The book’s success, even abroad, was a fluke. Just before the publication date, Gordon’s editor at Simon & Schuster left and his agent retired. But Karl H. Blessing, who worked for Droemer Knaur, a German publisher, was captivated by the book and invested heavily in promoting it.

“While Gordon has been published in 38 countries, Spain and Germany, where he is most popular, are two countries that grapple with a history of antisemitism,” Andrew Silverstein wrote in the Forward this year. “While not all of Gordon’s eight books have Jewish themes, most do, and his Jewishness is well known, which may play a role in his popularity in these two countries.”




Gordon won Spain’s Silver Basque Prize twice for bestselling book, in 1992 and 1995. His novels were also popular in Italy and Brazil.

His last novel, “The Winemaker,” a story of factions dueling for the Spanish throne at the end of the 19th century, was published in 2012.

Gordon's “Shaman” won the James Fenimore Cooper Prize from the Society of American Historians as the best historical novel of 1991 and 1992. Peter Blauner praised it in The New York Times Book Review, writing that Gordon “throws in all the twists and turns readers expect in a historical drama, but he takes the corners with a measured sense of pace and irony.” It was a bestseller only in Europe, however.

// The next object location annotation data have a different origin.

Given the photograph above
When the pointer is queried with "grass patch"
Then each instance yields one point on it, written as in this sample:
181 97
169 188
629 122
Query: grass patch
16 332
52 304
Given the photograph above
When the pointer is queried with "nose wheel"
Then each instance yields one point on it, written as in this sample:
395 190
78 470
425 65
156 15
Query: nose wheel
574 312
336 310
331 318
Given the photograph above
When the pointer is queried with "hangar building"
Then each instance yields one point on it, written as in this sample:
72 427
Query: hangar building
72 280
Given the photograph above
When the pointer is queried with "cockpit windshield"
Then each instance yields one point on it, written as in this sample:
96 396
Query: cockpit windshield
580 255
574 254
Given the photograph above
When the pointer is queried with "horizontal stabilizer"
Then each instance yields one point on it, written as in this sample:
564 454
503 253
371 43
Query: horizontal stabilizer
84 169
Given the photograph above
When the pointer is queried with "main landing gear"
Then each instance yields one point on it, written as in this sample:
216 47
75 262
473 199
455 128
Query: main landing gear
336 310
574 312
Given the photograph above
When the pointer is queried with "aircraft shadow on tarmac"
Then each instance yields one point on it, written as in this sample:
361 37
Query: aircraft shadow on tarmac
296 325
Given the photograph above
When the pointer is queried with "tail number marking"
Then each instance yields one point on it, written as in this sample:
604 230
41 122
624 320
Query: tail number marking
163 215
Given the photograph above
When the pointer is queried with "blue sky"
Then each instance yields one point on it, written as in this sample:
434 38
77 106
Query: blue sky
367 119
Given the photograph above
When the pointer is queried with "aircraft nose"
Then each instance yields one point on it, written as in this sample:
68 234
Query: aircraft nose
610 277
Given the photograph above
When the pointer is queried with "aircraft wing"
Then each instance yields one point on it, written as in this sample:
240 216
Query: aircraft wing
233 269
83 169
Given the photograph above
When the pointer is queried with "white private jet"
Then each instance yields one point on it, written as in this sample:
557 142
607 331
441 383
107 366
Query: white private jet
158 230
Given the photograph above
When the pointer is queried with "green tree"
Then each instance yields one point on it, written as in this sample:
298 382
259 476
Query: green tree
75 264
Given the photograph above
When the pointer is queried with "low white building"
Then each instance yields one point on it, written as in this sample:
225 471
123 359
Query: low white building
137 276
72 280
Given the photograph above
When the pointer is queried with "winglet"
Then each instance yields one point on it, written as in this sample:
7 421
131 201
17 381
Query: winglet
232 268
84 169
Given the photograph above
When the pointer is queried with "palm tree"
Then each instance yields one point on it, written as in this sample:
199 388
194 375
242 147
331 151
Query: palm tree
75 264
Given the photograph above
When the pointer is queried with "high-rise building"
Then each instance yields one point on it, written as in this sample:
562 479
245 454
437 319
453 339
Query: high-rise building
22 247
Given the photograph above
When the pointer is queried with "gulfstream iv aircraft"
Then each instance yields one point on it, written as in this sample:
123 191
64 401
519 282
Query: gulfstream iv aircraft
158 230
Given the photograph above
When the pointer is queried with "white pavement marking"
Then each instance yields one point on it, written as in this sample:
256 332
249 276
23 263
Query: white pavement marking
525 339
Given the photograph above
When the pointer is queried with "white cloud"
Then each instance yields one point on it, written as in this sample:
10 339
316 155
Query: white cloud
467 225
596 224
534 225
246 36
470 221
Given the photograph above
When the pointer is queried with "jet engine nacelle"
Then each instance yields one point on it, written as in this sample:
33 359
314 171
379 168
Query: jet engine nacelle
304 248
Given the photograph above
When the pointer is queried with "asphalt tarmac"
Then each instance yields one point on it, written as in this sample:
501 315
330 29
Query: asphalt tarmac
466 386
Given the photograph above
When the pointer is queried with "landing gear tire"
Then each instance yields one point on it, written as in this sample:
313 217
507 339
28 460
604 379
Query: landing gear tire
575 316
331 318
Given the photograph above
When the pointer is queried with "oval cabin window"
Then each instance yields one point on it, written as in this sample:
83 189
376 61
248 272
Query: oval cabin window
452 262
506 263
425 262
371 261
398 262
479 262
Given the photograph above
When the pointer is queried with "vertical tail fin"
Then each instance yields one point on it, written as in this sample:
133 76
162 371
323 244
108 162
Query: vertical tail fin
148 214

Gordon was born Nov. 11, 1926, in Worcester, Massachusetts, to Robert Gordon, a pawnbroker who had immigrated from Russia, and Rose (Melnikoff) Gordon, a sales representative.

He served in the Army during World War II, but the war ended before he was scheduled to be shipped to the Pacific. He enrolled in Boston University on the GI Bill, his parents hoping he would study to become a doctor. But he lasted one semester in a pre-med course before switching his major to journalism.

“Ever since childhood I had nursed two ambitions of my own,” Gordon wrote on his website. “I wanted to be a newspaperman, and I yearned to write the kind of novels that made me love books.”

He earned a Bachelor of Science degree in journalism in 1950, then remained at the university to earn a master’s in English and creative writing the next year. He moved to New York City and worked as an editor for Avon Publishing and then at a picture magazine named Focus.

He married Lorraine Seay, who was a student at Clark University when they met in Boston. In addition to his wife and son, he is survived by two daughters, Lise Gordon (who worked with him on the screenplay for “The Physician”) and Jamie Beth Gordon; and four grandchildren. A sister and brother died before him.

After several years, the couple returned to Massachusetts, where Gordon worked for the Worcester Telegram. He was then named science editor of the Boston Herald after writing articles, on his own initiative, about medical breakthroughs. He began working on “The Rabbi” in his spare time while editing a medical journal when his agent said a publisher had agreed to a modest advance for “The Rabbi.”

He wrote his second novel, “The Death Committee,” about three young doctors at a Boston hospital, while editing another publication, the Journal of Human Stress. (“The Death Committee” was also a Times bestseller, although just briefly.) He gave up editing in 1975 and began his third novel, “The Jerusalem Diamond.”

For years he wrote from a farmhouse in Ashfield, Massachusetts, in the Berkshires, until moving back to Boston in 1995.

“Each morning I go to my computer in anticipation of the emails I receive from readers in many countries,” Gordon wrote on his website. “I am grateful to every reader, for enabling me to spend my life as a scribbler of tales.”